By S.C. Department of Natural Resources
The S.C. Department of Natural Resources (SCDNR) and Riverbanks Zoo are collaborating on a “Head Start” program to raise and release the state-endangered gopher frog on lands in the South Carolina Lowcountry, and that partnership resulted in the recent release of hundreds of frogs on public land in the Palmetto State.
“Gopher frogs are excellent indicators of ecological health in the longleaf pine ecosystem,” SCDNR herpetologist Andrew Grosse said in a release. “They have a very complex life history and highly specialized habitat requirements. All of the pieces must be in place and functioning at a high level to support these fragile populations.”
The collaboration between SCDNR and Riverbanks Zoo is part of a multi-state project for restoring wetlands and boosting gopher frog populations in South Carolina, North Carolina, Alabama and Georgia.
“We are very excited to once again team up with our partners at SCDNR for our latest venture: head-starting the state-endangered gopher frog,” said Sean Foley, Riverbanks Zoo curator of herpetology. “We’ve been hoping to get to this point for years. To actually see it come to fruition is truly rewarding.”
Sharp population declines earned the frogs a state-endangered-species listing in South Carolina. Additionally, the U.S. Fish and Wildlife Service will assess the range-wide status of gopher frogs in in the coming years to determine whether they should be listed under the federal Endangered Species Act. The multi-state project is a diligent effort to reverse population declines before the frogs need federal protection.
Grosse said the partnership between SCDNR and Riverbanks Zoo is a natural one: the zoo is good at raising animals in captivity, and SCDNR is good at finding them. “It’s a matter of how we can best use our strengths for species conservation.” he said
The “Head Start” part of the project results when a portion of a gopher frog egg mass is collected from a breeding wetland and transported back to Riverbanks Zoo. Once at the zoo, they are cared for by zoo staff for several months, until they “transform” into frogs.
Those frogs are then released to the wild to grow and, hopefully, reproduce.

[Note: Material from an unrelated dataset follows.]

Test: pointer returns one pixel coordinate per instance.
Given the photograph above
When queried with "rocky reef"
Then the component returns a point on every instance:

Since the survival rate of eggs and tadpoles is extremely low, keeping them in captivity until they bypass this vulnerable life stage, gives them an extra “head start” towards survival.
Grosse said that populations of gopher frogs in South Carolina have declined to a point that just doing habitat restoration is not enough.
“We needed to take action to give these populations a better chance at survival,” Grosse said, “and that means getting more frogs out onto the landscape.”
The U.S. Fish and Wildlife Service has two “Head-Start” facilities that have raised and released several hundred frogs over the last few years to help boost two additional gopher frog populations in South Carolina.
While the habitat restoration part of the project is the key to ensuring that gopher frogs can persist into the future in South Carolina, the hope is that all of these collaborators working together will now give this species the support it needs to become a permanent fixture in the South Carolina Lowcountry for years to come.